Emerging cases were collected from the whole cohort whereas accumulated person-years in the cohort were estimated from a subcohort. A subcohort of 5,000 subjects from the NLCS was randomly sampled immediately after baseline. At baseline, all cohort members completed a self-administered questionnaire on dietary habits, beverage consumption, anthropometry (weight and height) and other risk factors related to cancer and the presence of cardiovascular disease. There was a 150-item semi-quantitative food-frequency section of the questionnaire which concentrated on habitual consumption of food and beverages during the year preceding the start of the study. Information on intake of minerals was collected from this food-frequency section of the questionnaire. Data on calcium and magnesium concentrations in tap water was obtained in 1986 from all of the 364 pumping stations in the Netherlands. The calcium and magnesium concentrations of tap water were estimated for each home address by postal code. Tap water hardness was categorised as soft (less than 1.5 mmol/L calcium carbonate), medium hard (1.6-2.0 mmol/L calcium carbonate) and hard (greater than 2.0 mmol/L calcium carbonate). The 1986 information linking postal code and pumping station was verified for 1996 (the end of the investigation period) by the water companies as several pumping stations had introduced pellet softening in this period. Mortality data were obtained between January 1978 and December 1996 by linking the NLCS database to the Central Bureau of Genealogy. There were 18,091 deaths identified in this period. Of all deaths, 6,735 were primarily related to cardiovascular disease. A multivariate case-cohort analysis was conducted based on 1,944 IHD mortality cases and 779 stroke mortality cases and 4,114 subcohort members.

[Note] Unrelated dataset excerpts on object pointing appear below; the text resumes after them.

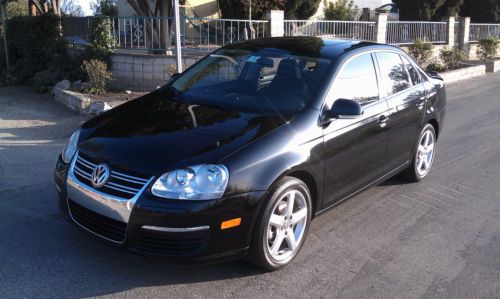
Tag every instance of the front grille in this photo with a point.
(103, 226)
(175, 244)
(119, 184)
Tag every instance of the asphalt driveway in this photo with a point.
(439, 238)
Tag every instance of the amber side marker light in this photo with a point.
(230, 223)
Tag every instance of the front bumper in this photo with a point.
(187, 231)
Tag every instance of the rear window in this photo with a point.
(393, 73)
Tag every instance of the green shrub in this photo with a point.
(487, 48)
(436, 67)
(44, 80)
(452, 57)
(101, 41)
(38, 52)
(421, 51)
(98, 74)
(341, 10)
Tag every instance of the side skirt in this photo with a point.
(376, 182)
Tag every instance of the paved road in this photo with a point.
(439, 238)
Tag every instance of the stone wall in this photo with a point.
(144, 72)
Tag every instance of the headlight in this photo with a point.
(70, 147)
(200, 182)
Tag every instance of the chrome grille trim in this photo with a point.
(120, 182)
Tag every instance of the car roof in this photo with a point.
(310, 46)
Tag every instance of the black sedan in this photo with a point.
(235, 156)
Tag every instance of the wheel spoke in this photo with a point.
(421, 149)
(290, 203)
(290, 239)
(277, 242)
(299, 216)
(425, 163)
(430, 148)
(426, 139)
(277, 221)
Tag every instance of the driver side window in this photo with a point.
(357, 81)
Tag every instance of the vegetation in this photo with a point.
(101, 41)
(98, 74)
(487, 48)
(294, 9)
(425, 10)
(421, 51)
(37, 53)
(451, 58)
(481, 11)
(108, 8)
(342, 10)
(436, 67)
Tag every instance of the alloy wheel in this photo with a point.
(286, 226)
(425, 153)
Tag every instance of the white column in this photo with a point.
(276, 25)
(178, 46)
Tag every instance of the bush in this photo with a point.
(487, 48)
(452, 57)
(101, 41)
(341, 10)
(98, 74)
(38, 52)
(421, 51)
(436, 67)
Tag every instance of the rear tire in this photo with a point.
(424, 155)
(282, 226)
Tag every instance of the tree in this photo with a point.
(107, 8)
(41, 7)
(342, 10)
(294, 9)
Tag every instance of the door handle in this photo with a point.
(421, 102)
(382, 121)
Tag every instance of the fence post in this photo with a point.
(5, 43)
(463, 34)
(366, 14)
(381, 28)
(276, 23)
(451, 32)
(178, 45)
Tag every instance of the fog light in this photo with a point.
(230, 223)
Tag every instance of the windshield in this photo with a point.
(265, 80)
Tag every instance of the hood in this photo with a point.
(157, 133)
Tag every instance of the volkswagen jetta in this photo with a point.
(236, 155)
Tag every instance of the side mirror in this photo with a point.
(345, 109)
(174, 76)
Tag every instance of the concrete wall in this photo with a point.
(143, 72)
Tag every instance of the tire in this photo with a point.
(424, 155)
(288, 226)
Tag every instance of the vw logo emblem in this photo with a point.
(100, 175)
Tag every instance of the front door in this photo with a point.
(355, 149)
(401, 85)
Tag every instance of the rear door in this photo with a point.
(402, 88)
(355, 148)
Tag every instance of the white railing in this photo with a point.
(401, 33)
(157, 34)
(338, 29)
(481, 31)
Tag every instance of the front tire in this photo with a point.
(282, 226)
(424, 155)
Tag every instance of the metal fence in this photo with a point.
(480, 31)
(401, 33)
(157, 34)
(338, 29)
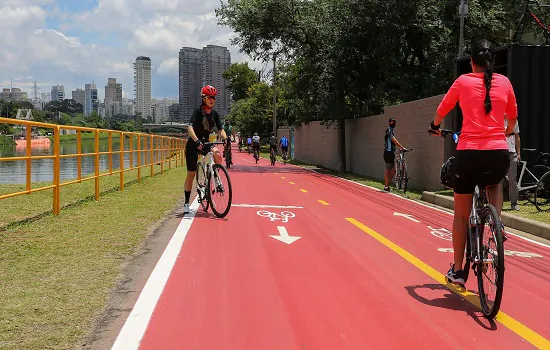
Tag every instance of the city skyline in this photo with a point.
(69, 43)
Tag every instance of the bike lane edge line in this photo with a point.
(134, 327)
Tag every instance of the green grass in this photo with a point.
(56, 273)
(527, 210)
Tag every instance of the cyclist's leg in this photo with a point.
(497, 164)
(463, 186)
(217, 155)
(191, 157)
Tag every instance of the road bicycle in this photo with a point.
(484, 223)
(256, 153)
(536, 188)
(209, 182)
(402, 177)
(272, 156)
(228, 154)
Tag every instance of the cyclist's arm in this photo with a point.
(448, 103)
(394, 140)
(190, 129)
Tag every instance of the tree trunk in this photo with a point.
(341, 136)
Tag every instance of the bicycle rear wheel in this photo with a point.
(220, 186)
(467, 258)
(492, 259)
(202, 191)
(405, 178)
(542, 193)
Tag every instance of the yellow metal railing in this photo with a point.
(161, 150)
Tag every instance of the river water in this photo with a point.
(14, 172)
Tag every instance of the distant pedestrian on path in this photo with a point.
(515, 157)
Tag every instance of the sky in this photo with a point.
(77, 42)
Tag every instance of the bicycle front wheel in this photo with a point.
(405, 178)
(202, 191)
(542, 193)
(220, 191)
(490, 271)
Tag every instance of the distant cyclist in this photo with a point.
(273, 144)
(228, 131)
(389, 154)
(283, 143)
(256, 144)
(202, 122)
(249, 144)
(482, 151)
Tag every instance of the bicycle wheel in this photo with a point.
(405, 178)
(228, 159)
(491, 229)
(220, 185)
(202, 192)
(542, 193)
(467, 257)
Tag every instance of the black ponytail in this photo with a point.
(482, 56)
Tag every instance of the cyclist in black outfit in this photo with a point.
(201, 124)
(389, 154)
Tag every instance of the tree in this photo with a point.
(253, 114)
(241, 78)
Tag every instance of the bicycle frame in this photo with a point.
(523, 169)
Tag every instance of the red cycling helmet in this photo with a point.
(209, 90)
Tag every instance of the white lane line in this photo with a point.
(410, 200)
(134, 328)
(265, 206)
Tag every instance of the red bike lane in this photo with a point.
(241, 283)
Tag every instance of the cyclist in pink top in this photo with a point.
(482, 152)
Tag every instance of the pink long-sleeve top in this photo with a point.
(481, 131)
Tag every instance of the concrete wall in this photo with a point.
(316, 144)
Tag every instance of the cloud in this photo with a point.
(53, 42)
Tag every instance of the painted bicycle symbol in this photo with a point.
(442, 233)
(283, 216)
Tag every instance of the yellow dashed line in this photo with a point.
(523, 331)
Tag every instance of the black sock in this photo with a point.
(187, 195)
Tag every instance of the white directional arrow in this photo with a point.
(405, 216)
(284, 237)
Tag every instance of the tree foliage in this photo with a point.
(240, 77)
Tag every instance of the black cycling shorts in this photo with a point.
(192, 154)
(389, 159)
(473, 167)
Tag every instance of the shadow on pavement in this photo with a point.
(451, 301)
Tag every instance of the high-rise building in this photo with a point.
(113, 98)
(15, 94)
(78, 95)
(190, 80)
(216, 60)
(58, 93)
(199, 67)
(91, 102)
(113, 90)
(142, 85)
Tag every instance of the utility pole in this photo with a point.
(275, 95)
(462, 11)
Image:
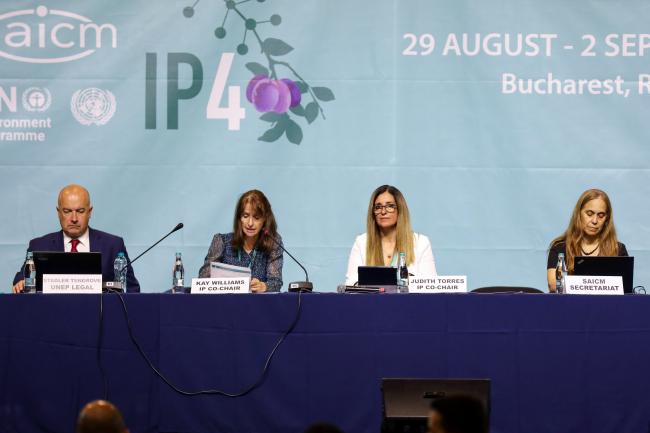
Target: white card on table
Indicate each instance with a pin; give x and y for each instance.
(438, 284)
(223, 270)
(593, 285)
(217, 286)
(72, 283)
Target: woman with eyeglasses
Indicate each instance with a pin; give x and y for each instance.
(388, 233)
(253, 243)
(591, 232)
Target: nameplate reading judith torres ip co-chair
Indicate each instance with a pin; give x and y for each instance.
(219, 286)
(594, 285)
(439, 284)
(72, 283)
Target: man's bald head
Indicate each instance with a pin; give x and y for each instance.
(74, 190)
(74, 210)
(100, 416)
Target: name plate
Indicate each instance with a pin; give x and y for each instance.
(594, 285)
(439, 284)
(216, 286)
(77, 283)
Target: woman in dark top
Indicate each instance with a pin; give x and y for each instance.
(251, 244)
(591, 232)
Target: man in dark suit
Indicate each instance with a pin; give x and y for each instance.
(74, 211)
(100, 416)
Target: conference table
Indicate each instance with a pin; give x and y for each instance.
(558, 363)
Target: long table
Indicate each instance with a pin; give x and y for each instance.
(557, 363)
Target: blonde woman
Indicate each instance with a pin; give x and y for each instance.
(388, 233)
(591, 232)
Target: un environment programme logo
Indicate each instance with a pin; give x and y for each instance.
(43, 35)
(36, 99)
(93, 106)
(24, 122)
(283, 100)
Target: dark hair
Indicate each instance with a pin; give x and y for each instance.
(323, 427)
(461, 414)
(261, 206)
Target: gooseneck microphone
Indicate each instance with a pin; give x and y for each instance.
(116, 286)
(296, 286)
(175, 229)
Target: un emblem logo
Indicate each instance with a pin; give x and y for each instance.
(36, 99)
(92, 105)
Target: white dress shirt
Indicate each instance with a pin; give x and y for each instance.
(84, 243)
(423, 265)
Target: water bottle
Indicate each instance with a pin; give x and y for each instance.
(402, 274)
(178, 275)
(29, 272)
(560, 274)
(119, 270)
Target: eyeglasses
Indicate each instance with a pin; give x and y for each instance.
(390, 208)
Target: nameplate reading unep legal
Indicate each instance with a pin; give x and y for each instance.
(78, 283)
(439, 284)
(594, 285)
(217, 286)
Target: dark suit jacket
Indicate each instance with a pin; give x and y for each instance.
(101, 242)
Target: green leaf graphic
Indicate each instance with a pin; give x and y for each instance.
(323, 93)
(294, 132)
(311, 112)
(257, 69)
(302, 86)
(298, 110)
(274, 133)
(276, 47)
(271, 117)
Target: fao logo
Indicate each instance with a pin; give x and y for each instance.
(36, 99)
(93, 106)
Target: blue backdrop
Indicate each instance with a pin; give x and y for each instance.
(490, 175)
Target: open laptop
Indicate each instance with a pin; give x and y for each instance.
(375, 278)
(607, 266)
(407, 401)
(57, 262)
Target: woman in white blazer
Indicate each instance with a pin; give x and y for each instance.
(388, 233)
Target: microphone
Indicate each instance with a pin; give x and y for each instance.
(296, 286)
(175, 229)
(114, 286)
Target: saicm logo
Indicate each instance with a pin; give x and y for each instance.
(43, 35)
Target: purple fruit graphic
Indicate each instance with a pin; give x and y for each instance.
(265, 95)
(284, 99)
(251, 85)
(295, 92)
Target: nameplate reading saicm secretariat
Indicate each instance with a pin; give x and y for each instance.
(77, 283)
(218, 286)
(439, 284)
(594, 285)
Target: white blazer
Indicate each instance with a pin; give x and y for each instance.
(424, 264)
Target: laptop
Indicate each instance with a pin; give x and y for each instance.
(607, 266)
(377, 276)
(407, 401)
(58, 262)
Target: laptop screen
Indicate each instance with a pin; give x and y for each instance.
(51, 262)
(607, 266)
(411, 398)
(377, 276)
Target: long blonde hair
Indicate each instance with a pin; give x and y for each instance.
(572, 237)
(403, 243)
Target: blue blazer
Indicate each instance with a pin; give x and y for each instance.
(101, 242)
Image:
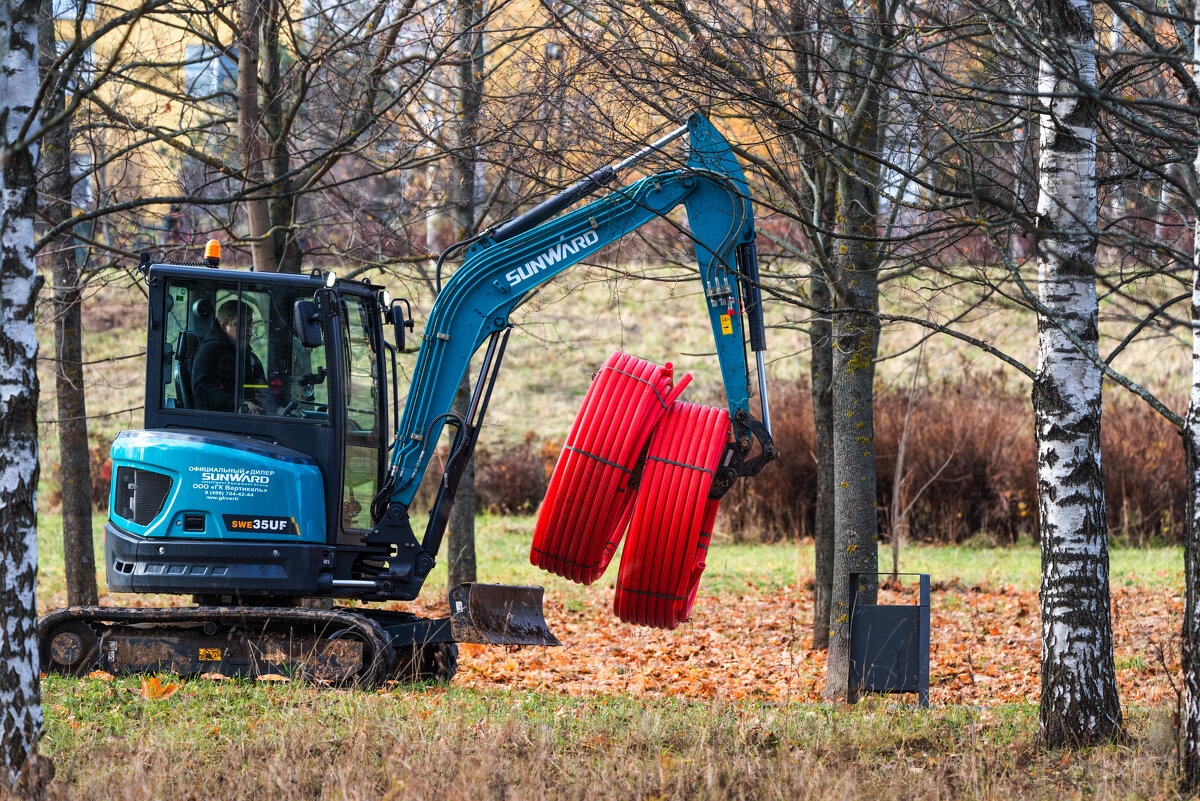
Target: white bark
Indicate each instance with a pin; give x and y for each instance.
(1079, 696)
(21, 716)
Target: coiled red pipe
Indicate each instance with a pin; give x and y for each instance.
(672, 518)
(588, 503)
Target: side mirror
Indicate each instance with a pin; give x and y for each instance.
(306, 321)
(400, 320)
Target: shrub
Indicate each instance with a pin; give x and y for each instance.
(970, 461)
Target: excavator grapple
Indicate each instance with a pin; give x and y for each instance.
(276, 463)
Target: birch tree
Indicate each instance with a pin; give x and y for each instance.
(21, 715)
(465, 163)
(75, 462)
(1079, 693)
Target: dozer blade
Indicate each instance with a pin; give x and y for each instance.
(498, 614)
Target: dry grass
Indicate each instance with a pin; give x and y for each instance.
(246, 741)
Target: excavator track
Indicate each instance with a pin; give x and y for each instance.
(319, 645)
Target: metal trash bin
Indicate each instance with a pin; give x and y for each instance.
(889, 644)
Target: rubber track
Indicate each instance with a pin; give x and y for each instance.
(589, 500)
(377, 662)
(672, 518)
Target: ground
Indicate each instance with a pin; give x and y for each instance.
(725, 706)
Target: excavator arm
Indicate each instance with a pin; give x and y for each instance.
(510, 262)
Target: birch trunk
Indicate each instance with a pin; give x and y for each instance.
(1079, 693)
(1191, 757)
(21, 715)
(75, 462)
(856, 329)
(249, 140)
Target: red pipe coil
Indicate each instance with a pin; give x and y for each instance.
(672, 518)
(588, 503)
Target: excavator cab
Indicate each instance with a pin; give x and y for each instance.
(259, 431)
(276, 463)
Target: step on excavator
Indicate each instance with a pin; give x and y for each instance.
(263, 475)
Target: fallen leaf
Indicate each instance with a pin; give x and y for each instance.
(271, 676)
(154, 690)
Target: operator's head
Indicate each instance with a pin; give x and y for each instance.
(234, 317)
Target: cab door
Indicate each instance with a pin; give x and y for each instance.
(365, 413)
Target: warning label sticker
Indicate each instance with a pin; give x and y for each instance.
(262, 524)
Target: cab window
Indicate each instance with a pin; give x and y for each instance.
(364, 393)
(231, 349)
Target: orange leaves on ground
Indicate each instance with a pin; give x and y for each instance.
(985, 649)
(154, 690)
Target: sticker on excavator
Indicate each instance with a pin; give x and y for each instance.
(261, 524)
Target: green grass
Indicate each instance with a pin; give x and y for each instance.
(243, 740)
(503, 556)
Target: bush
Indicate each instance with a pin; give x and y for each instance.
(514, 480)
(971, 456)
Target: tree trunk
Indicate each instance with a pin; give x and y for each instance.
(21, 714)
(1079, 693)
(250, 13)
(1191, 757)
(285, 245)
(821, 371)
(466, 203)
(75, 463)
(856, 331)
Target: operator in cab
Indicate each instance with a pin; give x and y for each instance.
(215, 367)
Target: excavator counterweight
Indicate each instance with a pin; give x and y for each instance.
(276, 462)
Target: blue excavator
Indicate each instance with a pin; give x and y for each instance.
(264, 476)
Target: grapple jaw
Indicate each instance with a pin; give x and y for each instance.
(498, 614)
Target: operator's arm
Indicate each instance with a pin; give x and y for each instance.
(213, 377)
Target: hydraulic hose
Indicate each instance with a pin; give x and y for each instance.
(589, 500)
(672, 518)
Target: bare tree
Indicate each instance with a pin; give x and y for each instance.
(75, 459)
(1079, 693)
(21, 714)
(466, 163)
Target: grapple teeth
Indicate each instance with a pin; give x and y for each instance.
(498, 614)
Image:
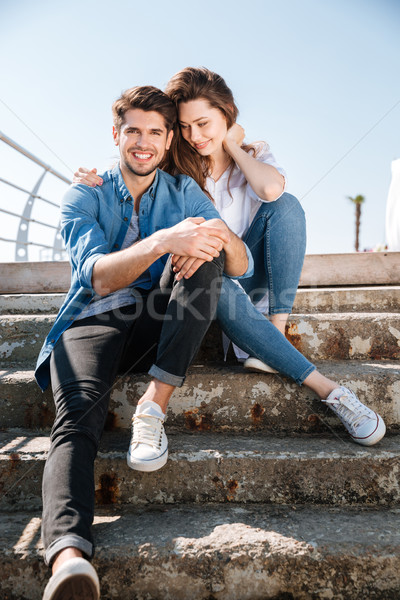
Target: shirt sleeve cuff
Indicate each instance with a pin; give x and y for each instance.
(87, 271)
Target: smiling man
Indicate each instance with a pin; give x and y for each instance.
(127, 310)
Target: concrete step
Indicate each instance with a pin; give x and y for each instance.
(218, 468)
(222, 552)
(308, 300)
(224, 398)
(334, 336)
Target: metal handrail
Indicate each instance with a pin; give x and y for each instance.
(22, 243)
(17, 187)
(21, 150)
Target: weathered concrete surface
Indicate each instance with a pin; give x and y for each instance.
(308, 300)
(355, 299)
(19, 304)
(214, 468)
(221, 399)
(236, 552)
(334, 336)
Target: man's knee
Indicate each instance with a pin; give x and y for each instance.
(210, 271)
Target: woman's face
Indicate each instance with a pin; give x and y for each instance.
(202, 126)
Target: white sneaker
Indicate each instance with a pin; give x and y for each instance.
(365, 426)
(148, 450)
(254, 364)
(76, 579)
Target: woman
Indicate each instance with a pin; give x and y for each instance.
(247, 187)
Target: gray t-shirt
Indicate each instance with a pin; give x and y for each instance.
(124, 296)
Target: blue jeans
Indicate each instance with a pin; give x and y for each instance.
(277, 240)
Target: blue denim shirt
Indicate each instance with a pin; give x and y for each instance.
(94, 222)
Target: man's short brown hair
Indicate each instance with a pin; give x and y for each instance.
(146, 98)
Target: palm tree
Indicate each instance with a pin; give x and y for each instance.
(357, 200)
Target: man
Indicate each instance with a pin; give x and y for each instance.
(127, 308)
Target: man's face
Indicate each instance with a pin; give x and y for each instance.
(142, 140)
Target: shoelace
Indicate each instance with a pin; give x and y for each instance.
(351, 410)
(147, 430)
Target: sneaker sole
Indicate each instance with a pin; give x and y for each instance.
(77, 580)
(148, 465)
(375, 436)
(257, 366)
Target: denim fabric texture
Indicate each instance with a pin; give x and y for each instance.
(277, 240)
(167, 327)
(94, 222)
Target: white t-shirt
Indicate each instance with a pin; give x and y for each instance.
(239, 208)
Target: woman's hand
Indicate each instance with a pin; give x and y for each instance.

In 1986 in the Netherlands, tap water calcium and magnesium concentrations ranged from 15 to 157 mg/L and from 1.7 to 26.2 mg/L, respectively. Among the subcohort members, 36% lived in an area with soft water, 26% received medium hard water and 38% received hard tap water. In both the age-adjusted and multivariate analysis, no association was found between the concentration of calcium and magnesium in tap water or the total hardness of the water and IHD mortality or stroke mortality among men or women. When the analysis was restricted to those with the 20% lowest dietary magnesium intake (upper limit of the lowest quintile = 285 mg/day for men and 255 mg/day for women), no statistically significant relationship between increasing intake of magnesium from tap water and IHD mortality among men or women was found. For stroke mortality, a statistically significant inverse association was found among men in the fourth quintile versus the first quintile (beneficial association with higher levels of magnesium in water) whereas for women the opposite was found (adverse association with higher magnesium levels in water). When the analysis was restricted to subjects with the 20% lowest dietary calcium intake, no associated was found between the calcium concentration in tap water and IHD mortality or stroke mortality in either men or women.
The results from this study obtained in subjects with low dietary magnesium intake need to be interpreted with caution as results were opposite for men and women and this has not been previously reported, the number of cases and person-years on which this sub-analysis was based was limited and no other studies have analysed the relationship between tap water magnesium concentration and cardiovascular mortality in a subpopulation with low dietary intake. In the general population, food consumption contributes significantly more than tap water to the total intake of calcium and magnesium. It has been suggested however that waterborne magnesium is more easily absorbed by the body than dietary magnesium. Further research is required to examine the effect of tap water magnesium on IHD mortality or stroke mortality among men and women with low dietary magnesium intake.